Mapbox is still the best choice where a polished suite of mapping APIs is a better fit for a project.

Mapbox is a venture-backed company with a SaaS business model, and has never been open source in total - it used to be open core with a FOSS frontend and proprietary backend. This SaaS model is absolutely the best way to fund huge companies and give investors a return. Mapbox has also done the bulk of innovation in open source web mapping over the past 10 years - the Protomaps project uses MapLibre (fork of Mapbox GL 1.0) and the MVT tile format. Both required teams of full-time developers - easily tens of millions in salaries and stock - and they have given away version 1.0 for free as a gift, even though 2.0 is not open source.

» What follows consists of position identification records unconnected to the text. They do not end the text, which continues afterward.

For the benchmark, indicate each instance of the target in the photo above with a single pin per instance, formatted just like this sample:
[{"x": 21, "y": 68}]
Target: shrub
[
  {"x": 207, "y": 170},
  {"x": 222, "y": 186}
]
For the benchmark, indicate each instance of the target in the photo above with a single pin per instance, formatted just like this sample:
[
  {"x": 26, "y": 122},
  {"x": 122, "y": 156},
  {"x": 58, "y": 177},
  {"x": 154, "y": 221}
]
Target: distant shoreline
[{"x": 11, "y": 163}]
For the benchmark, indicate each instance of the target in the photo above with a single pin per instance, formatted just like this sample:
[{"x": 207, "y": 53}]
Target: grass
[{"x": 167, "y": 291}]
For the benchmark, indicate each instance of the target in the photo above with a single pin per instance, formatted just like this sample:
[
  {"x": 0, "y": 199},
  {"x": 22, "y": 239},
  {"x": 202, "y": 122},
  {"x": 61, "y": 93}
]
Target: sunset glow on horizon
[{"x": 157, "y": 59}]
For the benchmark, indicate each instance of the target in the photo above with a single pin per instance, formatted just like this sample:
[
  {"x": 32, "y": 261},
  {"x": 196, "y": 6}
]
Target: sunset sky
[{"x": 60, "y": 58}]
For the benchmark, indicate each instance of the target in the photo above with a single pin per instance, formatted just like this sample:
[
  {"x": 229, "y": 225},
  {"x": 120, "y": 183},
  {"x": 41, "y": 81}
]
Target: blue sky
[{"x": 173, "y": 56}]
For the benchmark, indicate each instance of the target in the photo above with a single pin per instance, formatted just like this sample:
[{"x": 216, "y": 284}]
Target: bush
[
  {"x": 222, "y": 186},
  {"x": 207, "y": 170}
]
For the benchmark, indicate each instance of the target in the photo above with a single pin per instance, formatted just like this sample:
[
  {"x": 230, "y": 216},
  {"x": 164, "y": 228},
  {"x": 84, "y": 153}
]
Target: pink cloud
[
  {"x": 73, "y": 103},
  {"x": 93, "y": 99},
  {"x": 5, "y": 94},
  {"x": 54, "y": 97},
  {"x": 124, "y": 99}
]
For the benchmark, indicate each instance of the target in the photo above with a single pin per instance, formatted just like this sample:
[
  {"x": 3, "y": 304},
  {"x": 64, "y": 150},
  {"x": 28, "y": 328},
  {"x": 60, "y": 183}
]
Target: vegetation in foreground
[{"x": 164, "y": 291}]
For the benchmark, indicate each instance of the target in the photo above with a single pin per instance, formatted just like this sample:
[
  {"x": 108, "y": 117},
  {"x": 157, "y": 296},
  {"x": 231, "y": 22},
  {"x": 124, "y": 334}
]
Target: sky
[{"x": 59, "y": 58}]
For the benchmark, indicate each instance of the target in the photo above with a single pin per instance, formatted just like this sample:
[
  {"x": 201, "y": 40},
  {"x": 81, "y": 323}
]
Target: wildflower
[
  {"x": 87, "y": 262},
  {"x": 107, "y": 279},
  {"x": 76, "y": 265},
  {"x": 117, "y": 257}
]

The ideal software economy is one in which innovators capture a good portion of the wealth they create. This is why it's important for Protomaps to focus on use cases underserved by SaaS, instead of just being a cheaper map API. The sibling comment on wildfire mapping https://news.ycombinator.com/item?id=37989059 is a good example of the applications I want the project to support.

> The ideal software economy is one in which innovators capture a good portion of the wealth they create.

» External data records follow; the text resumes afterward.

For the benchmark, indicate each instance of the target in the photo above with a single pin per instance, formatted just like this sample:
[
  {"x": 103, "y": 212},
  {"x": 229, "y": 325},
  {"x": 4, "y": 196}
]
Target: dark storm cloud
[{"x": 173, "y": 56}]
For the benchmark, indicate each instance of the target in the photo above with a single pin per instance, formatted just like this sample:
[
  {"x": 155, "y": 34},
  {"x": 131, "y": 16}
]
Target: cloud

Beg to differ, the ideal software economies maximally empowers end-users at the absolute minimal cost. Innovators can and should leave substantial cash on the table. They should see themselves as stewards of a public good.

> They should see themselves as stewards of a public good.

I think that goes a bit far. They don’t absolutely _have_ to. It’s just nice if they do.

I agree in principle but being a steward doesn't put food on the table
Ideal software economy would be all free (as in freedom) software. The current economy is hugely wasteful with lots of redundant work and generally bad outcomes.

Private ownership economy doesn't work for zero marginal cost products even in theory. It's a huge waste of our resources and a big hinderance to progress.